Solution:

When two dice are thrown, the total number of outcomes is 36. The possible outcomes of throwing a pair of dice are given below:

(1,1) (1,2) (1,3) (1,4) (1,5) (1,6)

(2,1) (2,2) (2,3) (2,4) (2,5) (2,6)

(3,1) (3,2) (3,3) (3,4) (3,5) (3,6)

(4,1) (4,2) (4,3) (4,4) (4,5) (4,6)

(5,1) (5,2) (5,3) (5,4) (5,5) (5,6)

(6,1) (6,2) (6,3) (6,4) (6,5) (6,6)

Out of these 36 outcomes, there are 4 ways in which the sum is 9: (3,6), (4,5), (5,4), and (6,3). There are 6 ways in which the sum is 7: (1,6), (2,5), (3,4), (4,3), (5,2), and (6,1).

Case 1: The first roll is 9

The probability of throwing a 9 on the first roll is 4/36 or 1/9. In this case, the person wins the game because he has thrown 9 before 7.

Case 2: The first roll is 7

The probability of throwing a 7 on the first roll is 6/36 or 1/6. In this case, the person loses the game because he has thrown 7 before 9.

Case 3: The first roll is neither 7 nor 9

The probability of throwing a number other than 7 or 9 on the first roll is 1 - 1/9 - 1/6 = 4/9. In this case, the person throws again. If he throws a 9 before a 7, he wins. If he throws a 7 before a 9, he loses. The probability of winning in this case is given by:

P(Win) = (4/36) + (4/9)(1/9) + (4/9)(4/9)(1/9) + ...
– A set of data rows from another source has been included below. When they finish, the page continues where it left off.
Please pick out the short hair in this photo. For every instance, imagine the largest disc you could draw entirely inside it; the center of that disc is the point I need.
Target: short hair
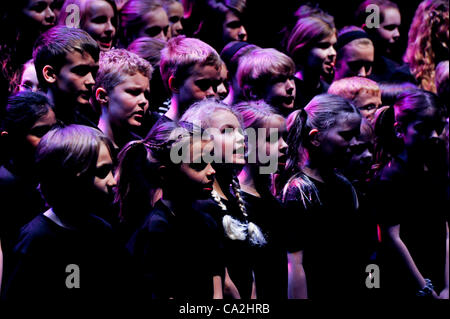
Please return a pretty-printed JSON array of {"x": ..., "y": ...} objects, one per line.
[
  {"x": 361, "y": 14},
  {"x": 181, "y": 54},
  {"x": 148, "y": 49},
  {"x": 23, "y": 110},
  {"x": 258, "y": 67},
  {"x": 200, "y": 112},
  {"x": 351, "y": 88},
  {"x": 52, "y": 47},
  {"x": 115, "y": 64},
  {"x": 65, "y": 156},
  {"x": 313, "y": 25},
  {"x": 131, "y": 18}
]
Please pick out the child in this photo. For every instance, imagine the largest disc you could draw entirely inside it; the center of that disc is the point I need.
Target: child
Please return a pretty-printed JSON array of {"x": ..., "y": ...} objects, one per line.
[
  {"x": 266, "y": 148},
  {"x": 355, "y": 53},
  {"x": 226, "y": 205},
  {"x": 68, "y": 246},
  {"x": 122, "y": 90},
  {"x": 143, "y": 18},
  {"x": 28, "y": 117},
  {"x": 99, "y": 18},
  {"x": 190, "y": 69},
  {"x": 322, "y": 235},
  {"x": 362, "y": 92},
  {"x": 413, "y": 187},
  {"x": 268, "y": 74},
  {"x": 175, "y": 13},
  {"x": 173, "y": 230},
  {"x": 310, "y": 45},
  {"x": 66, "y": 61}
]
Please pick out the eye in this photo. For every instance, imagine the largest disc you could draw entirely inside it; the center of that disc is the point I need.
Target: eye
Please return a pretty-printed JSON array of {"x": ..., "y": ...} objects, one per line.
[
  {"x": 103, "y": 171},
  {"x": 100, "y": 19},
  {"x": 234, "y": 24}
]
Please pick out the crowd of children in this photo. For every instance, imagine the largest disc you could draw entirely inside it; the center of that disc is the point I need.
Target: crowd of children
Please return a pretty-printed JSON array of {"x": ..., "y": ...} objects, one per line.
[{"x": 150, "y": 149}]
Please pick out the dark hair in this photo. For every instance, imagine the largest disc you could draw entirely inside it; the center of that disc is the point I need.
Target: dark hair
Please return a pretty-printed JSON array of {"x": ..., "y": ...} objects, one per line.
[
  {"x": 66, "y": 156},
  {"x": 320, "y": 113},
  {"x": 52, "y": 47},
  {"x": 22, "y": 112},
  {"x": 391, "y": 91},
  {"x": 409, "y": 105}
]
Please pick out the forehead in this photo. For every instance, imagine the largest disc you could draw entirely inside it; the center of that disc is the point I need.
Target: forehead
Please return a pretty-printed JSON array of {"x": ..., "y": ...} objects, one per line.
[
  {"x": 99, "y": 6},
  {"x": 175, "y": 9},
  {"x": 76, "y": 58},
  {"x": 157, "y": 17},
  {"x": 391, "y": 16},
  {"x": 222, "y": 118},
  {"x": 367, "y": 97},
  {"x": 355, "y": 51}
]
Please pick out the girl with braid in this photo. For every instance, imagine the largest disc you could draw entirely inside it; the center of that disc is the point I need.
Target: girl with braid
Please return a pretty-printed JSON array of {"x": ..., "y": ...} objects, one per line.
[
  {"x": 227, "y": 205},
  {"x": 265, "y": 156}
]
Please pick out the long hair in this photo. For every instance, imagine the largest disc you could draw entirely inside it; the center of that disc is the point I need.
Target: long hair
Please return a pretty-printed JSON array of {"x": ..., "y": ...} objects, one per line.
[{"x": 428, "y": 42}]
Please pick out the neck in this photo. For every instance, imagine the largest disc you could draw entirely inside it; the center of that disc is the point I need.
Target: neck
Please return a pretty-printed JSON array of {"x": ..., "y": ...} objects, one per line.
[
  {"x": 174, "y": 111},
  {"x": 247, "y": 179}
]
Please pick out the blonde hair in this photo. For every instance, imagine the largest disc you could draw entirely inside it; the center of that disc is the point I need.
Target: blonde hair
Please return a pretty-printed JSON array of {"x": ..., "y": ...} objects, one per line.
[
  {"x": 351, "y": 88},
  {"x": 181, "y": 54},
  {"x": 259, "y": 66},
  {"x": 115, "y": 64},
  {"x": 428, "y": 33}
]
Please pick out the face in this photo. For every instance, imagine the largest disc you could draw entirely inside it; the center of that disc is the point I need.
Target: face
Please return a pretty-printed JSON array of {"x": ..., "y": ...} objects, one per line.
[
  {"x": 40, "y": 128},
  {"x": 41, "y": 13},
  {"x": 175, "y": 13},
  {"x": 222, "y": 89},
  {"x": 420, "y": 134},
  {"x": 357, "y": 60},
  {"x": 281, "y": 92},
  {"x": 368, "y": 104},
  {"x": 198, "y": 176},
  {"x": 361, "y": 160},
  {"x": 99, "y": 23},
  {"x": 388, "y": 32},
  {"x": 228, "y": 137},
  {"x": 77, "y": 77},
  {"x": 335, "y": 142},
  {"x": 322, "y": 57},
  {"x": 128, "y": 101},
  {"x": 104, "y": 181},
  {"x": 233, "y": 30},
  {"x": 201, "y": 84},
  {"x": 273, "y": 144},
  {"x": 29, "y": 81},
  {"x": 156, "y": 25}
]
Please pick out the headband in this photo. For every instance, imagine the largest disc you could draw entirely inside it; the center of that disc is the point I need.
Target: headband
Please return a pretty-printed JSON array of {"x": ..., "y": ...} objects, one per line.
[{"x": 348, "y": 37}]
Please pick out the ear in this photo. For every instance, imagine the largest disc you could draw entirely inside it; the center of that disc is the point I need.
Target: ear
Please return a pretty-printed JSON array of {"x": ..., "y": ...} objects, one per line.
[
  {"x": 101, "y": 96},
  {"x": 173, "y": 84},
  {"x": 314, "y": 137},
  {"x": 49, "y": 74}
]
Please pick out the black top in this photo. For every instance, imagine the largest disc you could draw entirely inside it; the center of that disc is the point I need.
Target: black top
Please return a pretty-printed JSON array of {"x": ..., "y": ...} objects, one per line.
[
  {"x": 325, "y": 229},
  {"x": 45, "y": 250},
  {"x": 178, "y": 254},
  {"x": 305, "y": 92},
  {"x": 418, "y": 202},
  {"x": 270, "y": 261}
]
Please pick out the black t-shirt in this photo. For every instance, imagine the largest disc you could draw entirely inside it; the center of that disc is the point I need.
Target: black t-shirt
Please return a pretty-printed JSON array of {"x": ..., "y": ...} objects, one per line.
[
  {"x": 45, "y": 250},
  {"x": 270, "y": 261},
  {"x": 177, "y": 255},
  {"x": 323, "y": 225},
  {"x": 418, "y": 202}
]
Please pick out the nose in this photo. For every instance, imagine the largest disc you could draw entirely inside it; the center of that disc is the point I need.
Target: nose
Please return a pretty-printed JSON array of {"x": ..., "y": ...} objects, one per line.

This is a geometric series with first term a = 4/36 and common ratio r = (4/9)(1/9) = 4/81. The sum of an infinite geometric series with first term a and common ratio r is given by:

S = a/(1 - r)

Substituting the values of a and r, we get:

P(Win) = (4/36)/(1 - 4/81) = (2/9)/(77/81) = 2/5

Therefore, the chance that the person throws 9 before 7 is 2/5.